Comb-Filter – causes a series of alternating constructive and destructive “peaks and nulls” due to irregular phase relationships (between 1-179 degrees and 181-364 degrees). It accounts for the majority of interference. It is often used as an insert effect in electronic production and – because of the peaks and nulls – makes the spectrum appear “comb-like”.




A relationship between Distance, Delay Time, and Phase


Just about every surface, room, and an obstacle in the world reflect sound to some degree. Since reflected sound is a delayed, filtered copy of the incident sound (initial impulse), there is often phase interference when they collide in the air. This is problematic when placing microphones since most engineers want to capture the most genuine sound possible. It is nearly impossible to predict when and where phasing will occur in an acoustic space because the majority of organic sounds are very complex.

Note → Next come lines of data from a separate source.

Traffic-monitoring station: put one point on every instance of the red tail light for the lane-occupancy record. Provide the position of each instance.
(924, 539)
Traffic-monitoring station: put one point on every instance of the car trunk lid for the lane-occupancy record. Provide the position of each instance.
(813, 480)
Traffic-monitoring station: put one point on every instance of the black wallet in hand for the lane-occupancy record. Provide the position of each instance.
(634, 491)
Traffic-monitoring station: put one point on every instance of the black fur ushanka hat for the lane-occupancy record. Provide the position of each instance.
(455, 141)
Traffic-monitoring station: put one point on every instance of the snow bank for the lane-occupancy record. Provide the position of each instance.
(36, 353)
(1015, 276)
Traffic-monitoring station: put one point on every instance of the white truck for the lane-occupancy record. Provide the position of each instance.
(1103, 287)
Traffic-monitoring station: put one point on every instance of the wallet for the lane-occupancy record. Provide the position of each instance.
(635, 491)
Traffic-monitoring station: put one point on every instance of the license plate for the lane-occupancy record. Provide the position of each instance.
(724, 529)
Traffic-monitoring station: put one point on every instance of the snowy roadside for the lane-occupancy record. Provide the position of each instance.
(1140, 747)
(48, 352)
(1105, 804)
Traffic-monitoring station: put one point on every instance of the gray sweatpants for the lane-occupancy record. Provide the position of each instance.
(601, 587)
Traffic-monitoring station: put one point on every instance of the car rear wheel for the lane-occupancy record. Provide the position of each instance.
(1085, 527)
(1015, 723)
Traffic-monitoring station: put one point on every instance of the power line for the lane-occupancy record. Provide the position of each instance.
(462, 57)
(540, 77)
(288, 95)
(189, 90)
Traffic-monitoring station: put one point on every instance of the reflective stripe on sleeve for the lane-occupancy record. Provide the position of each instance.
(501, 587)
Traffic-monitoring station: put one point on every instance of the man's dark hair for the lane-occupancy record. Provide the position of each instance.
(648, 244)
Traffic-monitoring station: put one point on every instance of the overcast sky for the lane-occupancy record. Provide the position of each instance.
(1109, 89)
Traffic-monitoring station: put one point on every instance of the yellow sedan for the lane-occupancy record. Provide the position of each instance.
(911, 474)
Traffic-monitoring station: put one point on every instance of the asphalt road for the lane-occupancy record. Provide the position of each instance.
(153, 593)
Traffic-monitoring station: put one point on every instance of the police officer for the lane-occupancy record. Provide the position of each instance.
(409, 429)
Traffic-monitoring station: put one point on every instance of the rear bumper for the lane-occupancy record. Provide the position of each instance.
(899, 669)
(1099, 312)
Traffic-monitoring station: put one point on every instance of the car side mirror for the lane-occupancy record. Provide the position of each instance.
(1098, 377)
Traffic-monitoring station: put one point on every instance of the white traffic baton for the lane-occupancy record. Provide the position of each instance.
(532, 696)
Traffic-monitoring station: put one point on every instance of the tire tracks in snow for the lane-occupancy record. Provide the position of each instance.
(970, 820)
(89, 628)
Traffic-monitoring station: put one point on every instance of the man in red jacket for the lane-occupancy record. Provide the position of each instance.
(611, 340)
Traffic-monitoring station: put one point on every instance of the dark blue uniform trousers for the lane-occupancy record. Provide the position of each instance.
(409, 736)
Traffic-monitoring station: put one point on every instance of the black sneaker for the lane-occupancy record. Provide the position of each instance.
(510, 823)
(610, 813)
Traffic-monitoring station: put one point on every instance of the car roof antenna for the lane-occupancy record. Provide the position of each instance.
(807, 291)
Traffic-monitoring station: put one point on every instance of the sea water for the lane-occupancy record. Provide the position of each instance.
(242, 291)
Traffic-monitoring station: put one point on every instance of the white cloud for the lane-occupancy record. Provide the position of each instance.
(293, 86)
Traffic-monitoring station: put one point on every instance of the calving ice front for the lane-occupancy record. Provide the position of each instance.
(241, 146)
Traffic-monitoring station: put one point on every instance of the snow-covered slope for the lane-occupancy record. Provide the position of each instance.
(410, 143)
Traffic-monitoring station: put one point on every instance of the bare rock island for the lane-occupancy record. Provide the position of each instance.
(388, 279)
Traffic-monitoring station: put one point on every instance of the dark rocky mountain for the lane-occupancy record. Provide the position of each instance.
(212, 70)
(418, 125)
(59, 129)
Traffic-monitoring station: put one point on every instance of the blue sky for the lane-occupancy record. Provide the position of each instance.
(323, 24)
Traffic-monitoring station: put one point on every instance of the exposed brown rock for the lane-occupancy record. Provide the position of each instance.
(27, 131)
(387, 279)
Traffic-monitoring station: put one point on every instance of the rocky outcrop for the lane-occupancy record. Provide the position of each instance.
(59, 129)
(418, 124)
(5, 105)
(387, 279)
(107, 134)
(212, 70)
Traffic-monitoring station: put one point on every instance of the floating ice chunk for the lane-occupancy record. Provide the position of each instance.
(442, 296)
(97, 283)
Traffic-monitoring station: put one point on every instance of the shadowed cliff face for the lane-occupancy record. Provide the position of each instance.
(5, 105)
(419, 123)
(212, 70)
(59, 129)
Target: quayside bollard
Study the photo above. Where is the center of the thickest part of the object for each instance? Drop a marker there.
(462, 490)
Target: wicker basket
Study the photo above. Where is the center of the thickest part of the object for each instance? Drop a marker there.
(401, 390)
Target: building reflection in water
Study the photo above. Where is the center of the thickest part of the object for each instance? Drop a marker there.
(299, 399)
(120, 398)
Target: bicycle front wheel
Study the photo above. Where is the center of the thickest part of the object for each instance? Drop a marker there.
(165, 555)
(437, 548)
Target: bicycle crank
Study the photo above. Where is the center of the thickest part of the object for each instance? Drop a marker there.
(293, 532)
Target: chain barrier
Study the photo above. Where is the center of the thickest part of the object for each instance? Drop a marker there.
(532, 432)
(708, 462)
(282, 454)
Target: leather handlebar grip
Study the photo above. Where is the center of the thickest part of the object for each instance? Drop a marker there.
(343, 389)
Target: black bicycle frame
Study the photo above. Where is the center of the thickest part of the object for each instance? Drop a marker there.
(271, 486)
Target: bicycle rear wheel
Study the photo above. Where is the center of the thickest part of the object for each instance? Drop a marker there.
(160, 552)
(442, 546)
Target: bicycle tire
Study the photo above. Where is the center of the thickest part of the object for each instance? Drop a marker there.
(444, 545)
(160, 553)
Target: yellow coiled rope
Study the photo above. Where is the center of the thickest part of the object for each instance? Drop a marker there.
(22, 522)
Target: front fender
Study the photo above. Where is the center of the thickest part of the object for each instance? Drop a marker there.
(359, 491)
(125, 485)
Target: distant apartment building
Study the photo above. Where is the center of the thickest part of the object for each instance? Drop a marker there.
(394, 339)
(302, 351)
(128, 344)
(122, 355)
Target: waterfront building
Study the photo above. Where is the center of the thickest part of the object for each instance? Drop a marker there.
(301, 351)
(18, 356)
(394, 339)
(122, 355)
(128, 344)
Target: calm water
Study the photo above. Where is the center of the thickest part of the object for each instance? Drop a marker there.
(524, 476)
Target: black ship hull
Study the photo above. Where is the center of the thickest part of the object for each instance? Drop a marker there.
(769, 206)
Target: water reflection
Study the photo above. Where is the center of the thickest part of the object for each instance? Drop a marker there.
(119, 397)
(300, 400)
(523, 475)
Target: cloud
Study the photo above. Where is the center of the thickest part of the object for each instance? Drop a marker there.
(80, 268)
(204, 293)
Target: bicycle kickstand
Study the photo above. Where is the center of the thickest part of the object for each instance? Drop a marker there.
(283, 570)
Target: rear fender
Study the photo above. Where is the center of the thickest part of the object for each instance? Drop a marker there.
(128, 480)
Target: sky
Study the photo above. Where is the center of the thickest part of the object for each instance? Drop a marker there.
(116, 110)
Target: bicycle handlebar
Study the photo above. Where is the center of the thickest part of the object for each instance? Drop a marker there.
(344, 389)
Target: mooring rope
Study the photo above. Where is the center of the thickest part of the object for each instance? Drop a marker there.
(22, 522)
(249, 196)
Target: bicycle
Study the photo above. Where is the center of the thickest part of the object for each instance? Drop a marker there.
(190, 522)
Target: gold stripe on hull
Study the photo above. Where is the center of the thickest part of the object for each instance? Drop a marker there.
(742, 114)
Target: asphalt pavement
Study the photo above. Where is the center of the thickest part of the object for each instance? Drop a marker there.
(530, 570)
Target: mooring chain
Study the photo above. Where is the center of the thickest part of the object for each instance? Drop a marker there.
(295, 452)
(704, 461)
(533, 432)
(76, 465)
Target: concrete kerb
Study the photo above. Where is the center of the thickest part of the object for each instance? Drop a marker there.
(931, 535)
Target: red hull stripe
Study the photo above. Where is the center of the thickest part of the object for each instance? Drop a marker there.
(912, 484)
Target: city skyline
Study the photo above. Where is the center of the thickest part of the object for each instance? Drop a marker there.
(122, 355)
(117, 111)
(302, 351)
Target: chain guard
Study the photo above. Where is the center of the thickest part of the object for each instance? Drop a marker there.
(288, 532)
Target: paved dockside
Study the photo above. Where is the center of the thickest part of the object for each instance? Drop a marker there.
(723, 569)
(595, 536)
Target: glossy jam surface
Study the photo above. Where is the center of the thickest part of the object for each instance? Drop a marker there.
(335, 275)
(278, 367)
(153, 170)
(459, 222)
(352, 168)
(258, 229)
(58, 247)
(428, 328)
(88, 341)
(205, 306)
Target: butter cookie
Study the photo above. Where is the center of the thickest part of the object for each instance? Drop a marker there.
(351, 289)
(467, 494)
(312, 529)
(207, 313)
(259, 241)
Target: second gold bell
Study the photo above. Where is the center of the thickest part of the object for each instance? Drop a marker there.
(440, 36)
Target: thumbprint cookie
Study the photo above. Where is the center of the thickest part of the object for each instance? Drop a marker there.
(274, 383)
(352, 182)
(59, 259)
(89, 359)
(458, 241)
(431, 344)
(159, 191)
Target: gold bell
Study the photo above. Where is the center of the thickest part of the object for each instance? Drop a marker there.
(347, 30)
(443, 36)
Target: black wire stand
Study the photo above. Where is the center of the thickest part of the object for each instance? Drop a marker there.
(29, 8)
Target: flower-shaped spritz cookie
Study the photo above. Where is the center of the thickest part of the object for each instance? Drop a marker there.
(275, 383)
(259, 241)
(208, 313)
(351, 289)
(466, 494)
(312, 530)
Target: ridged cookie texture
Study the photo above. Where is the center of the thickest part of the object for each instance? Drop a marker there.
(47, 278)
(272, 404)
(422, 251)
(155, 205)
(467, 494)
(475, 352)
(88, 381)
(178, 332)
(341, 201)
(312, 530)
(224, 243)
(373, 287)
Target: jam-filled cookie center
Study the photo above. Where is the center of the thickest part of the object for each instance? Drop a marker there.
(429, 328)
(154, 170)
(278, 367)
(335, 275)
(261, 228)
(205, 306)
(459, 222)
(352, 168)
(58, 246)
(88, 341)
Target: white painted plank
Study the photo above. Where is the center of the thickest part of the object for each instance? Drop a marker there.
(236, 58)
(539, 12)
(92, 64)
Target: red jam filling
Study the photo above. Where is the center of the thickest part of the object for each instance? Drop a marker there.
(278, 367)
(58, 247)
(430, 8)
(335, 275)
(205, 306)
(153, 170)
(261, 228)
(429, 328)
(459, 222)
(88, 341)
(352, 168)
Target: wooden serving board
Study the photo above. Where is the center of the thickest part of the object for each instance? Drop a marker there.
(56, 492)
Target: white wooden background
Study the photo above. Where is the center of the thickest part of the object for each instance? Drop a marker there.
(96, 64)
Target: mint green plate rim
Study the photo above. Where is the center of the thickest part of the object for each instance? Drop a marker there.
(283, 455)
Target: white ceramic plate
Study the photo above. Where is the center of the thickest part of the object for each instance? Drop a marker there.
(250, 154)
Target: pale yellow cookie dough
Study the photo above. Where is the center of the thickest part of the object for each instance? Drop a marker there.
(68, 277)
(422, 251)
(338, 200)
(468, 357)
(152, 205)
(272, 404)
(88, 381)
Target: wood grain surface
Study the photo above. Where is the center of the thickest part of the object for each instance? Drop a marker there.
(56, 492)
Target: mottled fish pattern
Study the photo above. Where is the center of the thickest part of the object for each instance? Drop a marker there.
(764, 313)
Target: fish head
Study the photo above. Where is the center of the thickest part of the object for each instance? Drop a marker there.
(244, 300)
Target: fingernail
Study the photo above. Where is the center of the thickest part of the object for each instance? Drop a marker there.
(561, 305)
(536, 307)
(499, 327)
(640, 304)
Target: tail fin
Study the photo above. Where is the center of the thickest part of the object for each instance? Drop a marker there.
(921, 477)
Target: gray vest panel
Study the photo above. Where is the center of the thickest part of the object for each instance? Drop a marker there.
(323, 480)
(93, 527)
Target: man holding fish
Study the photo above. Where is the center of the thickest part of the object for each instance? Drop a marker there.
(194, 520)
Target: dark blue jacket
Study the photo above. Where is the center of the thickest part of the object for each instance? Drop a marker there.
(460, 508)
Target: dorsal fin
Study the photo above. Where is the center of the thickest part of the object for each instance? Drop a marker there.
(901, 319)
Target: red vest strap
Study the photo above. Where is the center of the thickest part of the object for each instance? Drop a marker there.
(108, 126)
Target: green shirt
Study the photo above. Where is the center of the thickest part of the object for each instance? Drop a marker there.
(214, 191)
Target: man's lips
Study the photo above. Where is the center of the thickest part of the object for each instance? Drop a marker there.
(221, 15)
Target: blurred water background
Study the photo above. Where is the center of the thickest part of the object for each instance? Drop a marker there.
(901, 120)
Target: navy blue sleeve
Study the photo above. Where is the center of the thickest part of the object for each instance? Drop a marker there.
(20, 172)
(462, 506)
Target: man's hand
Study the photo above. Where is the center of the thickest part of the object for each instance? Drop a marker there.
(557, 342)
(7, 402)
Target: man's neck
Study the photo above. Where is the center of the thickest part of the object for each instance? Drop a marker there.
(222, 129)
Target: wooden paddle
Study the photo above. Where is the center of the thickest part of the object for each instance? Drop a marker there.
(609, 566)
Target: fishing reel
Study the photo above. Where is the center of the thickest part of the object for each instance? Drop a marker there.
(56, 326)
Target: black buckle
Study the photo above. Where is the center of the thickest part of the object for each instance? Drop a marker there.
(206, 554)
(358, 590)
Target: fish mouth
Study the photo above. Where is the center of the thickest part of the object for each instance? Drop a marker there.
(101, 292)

Theoretically, you can determine what type of interference (constructive, destructive, comb-filter) will occur at any given spot by comparing the position of the reflected waves to the incident waves. These positions can be found by calculating the time it will take each wave to arrive at the receiver (distance = rate * time), taking the difference, and translating that to a correlating “phase degree”. However, no math is necessary to minimize phasing.


Minimize Reflectivity in the Room. This will simply absorb the energy needed to cause interference. (see blog: Room Modes)

When recording with multiple mics, avoid placing them at related or “whole number multiple” distances from the source. For example,

  • If you place one mic 4 feet from the source and the other 8 feet from the source, you’re asking for interference. Regardless of frequency, the sum of the mic inputs will most likely contain constructive interference. This is because the distances are related by a whole number.
  • If you place one mic 4 feet from the source and the other 6 feet from the source, you’re also asking for interference.
  • Use irregular relationships! This will still induce some comb-filtering. However, the more irregular, the more diffused and negligible the interference is.




If you hear phasing, flip the phase of one input. If you still hear phasing, slightly adjust the position of the mic until you don’t hear it anymore.